O coração ousado dos curadores palpita mesmo no Arsenale, vasto complexo de galpões que sediaram o arsenal da marinha da Sereníssima República. Ali se enfileiram oito módulos prospectivos, com títulos antenados: Clandestinos, Linhas Difusas, Sistemas Individuais, Zona de Urgência, A Estrutura da Sobrevivência, Representações Árabes Contemporâneas, Cotidiano Alterado e Estação Utopia. Há um pouco de qualquer coisa, da videoinstalação do chinês Chen Shaoxiong a telas, esculturas e mensagens políticas. Os curadores atestam que a arte não morreu, resiste a trilhar desvios e se fortalece quanto mais é atacada. Clandestinos, periféricos ou tecnológicos, argumentam, todos buscam se expressar ocupando desvãos. 'São gases que se dispersam em ambiente aberto', diz Hans Obrist, da Estação Utopia. Violência e protesto aparecem no Arsenale e fazem com que algumas publicações definam o evento como 'a Bienal da violência'. Bonami defende-se: a violência surge entre os demais traços da vida atual, como pressa, mudança do estatuto da cidade e consumismo. Na verdade, cenas chocantes ou cômicas quase não fazem efeito: uma macaca mecânica fala 'utopia', instalações pornôs, cantora que entoa três notas agudas para irritar o espectador. Impacto que é bom, nenhum.

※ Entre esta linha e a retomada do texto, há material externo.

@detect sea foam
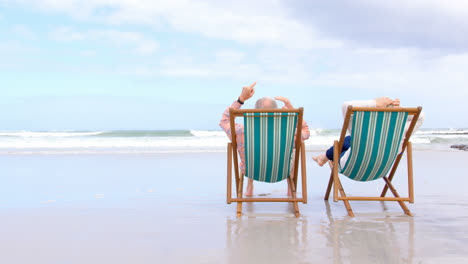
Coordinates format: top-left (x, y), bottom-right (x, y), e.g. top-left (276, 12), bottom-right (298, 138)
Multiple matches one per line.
top-left (0, 129), bottom-right (465, 154)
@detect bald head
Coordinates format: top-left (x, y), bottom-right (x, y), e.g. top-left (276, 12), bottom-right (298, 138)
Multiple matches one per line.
top-left (255, 97), bottom-right (278, 109)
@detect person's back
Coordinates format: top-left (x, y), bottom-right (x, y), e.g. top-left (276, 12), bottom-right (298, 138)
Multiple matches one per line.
top-left (313, 97), bottom-right (425, 168)
top-left (219, 82), bottom-right (310, 196)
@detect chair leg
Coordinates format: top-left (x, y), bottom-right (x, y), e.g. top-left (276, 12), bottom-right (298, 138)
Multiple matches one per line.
top-left (407, 142), bottom-right (414, 203)
top-left (236, 202), bottom-right (242, 217)
top-left (236, 203), bottom-right (242, 217)
top-left (227, 144), bottom-right (232, 204)
top-left (381, 154), bottom-right (403, 197)
top-left (237, 172), bottom-right (244, 217)
top-left (293, 169), bottom-right (299, 191)
top-left (288, 177), bottom-right (300, 217)
top-left (332, 141), bottom-right (339, 202)
top-left (383, 176), bottom-right (412, 216)
top-left (335, 176), bottom-right (354, 217)
top-left (324, 172), bottom-right (333, 200)
top-left (300, 143), bottom-right (307, 204)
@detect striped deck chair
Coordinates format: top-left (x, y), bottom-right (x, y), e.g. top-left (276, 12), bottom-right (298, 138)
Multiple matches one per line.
top-left (227, 108), bottom-right (307, 217)
top-left (325, 106), bottom-right (423, 217)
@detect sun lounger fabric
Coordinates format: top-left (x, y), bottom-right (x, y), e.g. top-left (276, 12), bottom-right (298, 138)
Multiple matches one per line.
top-left (243, 112), bottom-right (298, 183)
top-left (339, 111), bottom-right (408, 181)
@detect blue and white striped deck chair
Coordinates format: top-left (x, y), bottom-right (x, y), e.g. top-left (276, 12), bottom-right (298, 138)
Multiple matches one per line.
top-left (227, 108), bottom-right (307, 217)
top-left (325, 106), bottom-right (423, 217)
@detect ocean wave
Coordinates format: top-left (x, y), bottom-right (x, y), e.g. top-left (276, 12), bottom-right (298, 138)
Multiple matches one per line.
top-left (0, 130), bottom-right (196, 138)
top-left (0, 129), bottom-right (466, 154)
top-left (0, 137), bottom-right (229, 149)
top-left (415, 129), bottom-right (468, 135)
top-left (0, 131), bottom-right (105, 138)
top-left (190, 130), bottom-right (226, 137)
top-left (95, 130), bottom-right (193, 137)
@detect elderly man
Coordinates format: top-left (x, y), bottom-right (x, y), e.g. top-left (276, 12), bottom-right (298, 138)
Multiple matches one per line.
top-left (220, 82), bottom-right (310, 196)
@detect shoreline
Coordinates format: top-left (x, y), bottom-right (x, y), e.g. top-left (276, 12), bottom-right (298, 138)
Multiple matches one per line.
top-left (0, 145), bottom-right (464, 156)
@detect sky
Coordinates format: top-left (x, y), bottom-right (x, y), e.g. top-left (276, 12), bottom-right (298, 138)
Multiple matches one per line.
top-left (1, 0), bottom-right (467, 130)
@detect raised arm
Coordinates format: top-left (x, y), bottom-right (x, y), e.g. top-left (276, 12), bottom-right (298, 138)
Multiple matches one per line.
top-left (275, 96), bottom-right (310, 141)
top-left (219, 82), bottom-right (256, 140)
top-left (341, 99), bottom-right (377, 118)
top-left (341, 97), bottom-right (401, 117)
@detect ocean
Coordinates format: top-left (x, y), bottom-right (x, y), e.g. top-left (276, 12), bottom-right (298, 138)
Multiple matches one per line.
top-left (0, 128), bottom-right (467, 154)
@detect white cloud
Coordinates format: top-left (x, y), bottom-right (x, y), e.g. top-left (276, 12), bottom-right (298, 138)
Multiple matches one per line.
top-left (0, 42), bottom-right (38, 54)
top-left (288, 0), bottom-right (468, 52)
top-left (134, 41), bottom-right (158, 54)
top-left (8, 0), bottom-right (468, 52)
top-left (80, 50), bottom-right (96, 57)
top-left (13, 0), bottom-right (342, 49)
top-left (116, 45), bottom-right (468, 104)
top-left (5, 0), bottom-right (468, 101)
top-left (0, 42), bottom-right (39, 70)
top-left (50, 27), bottom-right (86, 41)
top-left (50, 27), bottom-right (159, 54)
top-left (11, 24), bottom-right (35, 39)
top-left (215, 50), bottom-right (246, 64)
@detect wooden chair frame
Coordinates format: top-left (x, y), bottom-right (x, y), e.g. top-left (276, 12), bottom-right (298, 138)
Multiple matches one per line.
top-left (324, 106), bottom-right (422, 217)
top-left (227, 108), bottom-right (308, 217)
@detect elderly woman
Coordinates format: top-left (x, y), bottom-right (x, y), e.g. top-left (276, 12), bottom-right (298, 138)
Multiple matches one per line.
top-left (312, 97), bottom-right (425, 168)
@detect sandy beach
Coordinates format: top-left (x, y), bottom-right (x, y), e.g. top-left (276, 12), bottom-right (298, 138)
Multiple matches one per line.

A corte de curadores talvez não tenha atingido o objetivo. Um evento desse porte serve mais para evidenciar o estado das coisas que para pavimentar caminhos. Nesse ponto a Bienal funciona. Em arte, como em tudo, variedade e mediocridade convivem com poucas idéias. E arte, como diria Leonardo da Vinci, é antes de tudo 'una cosa mentale', sem importar técnica ou suporte. Daí os críticos se acharem no direito de soprar conceitos nas obras alheias. Mesmo porque não há um único artista para reclamar.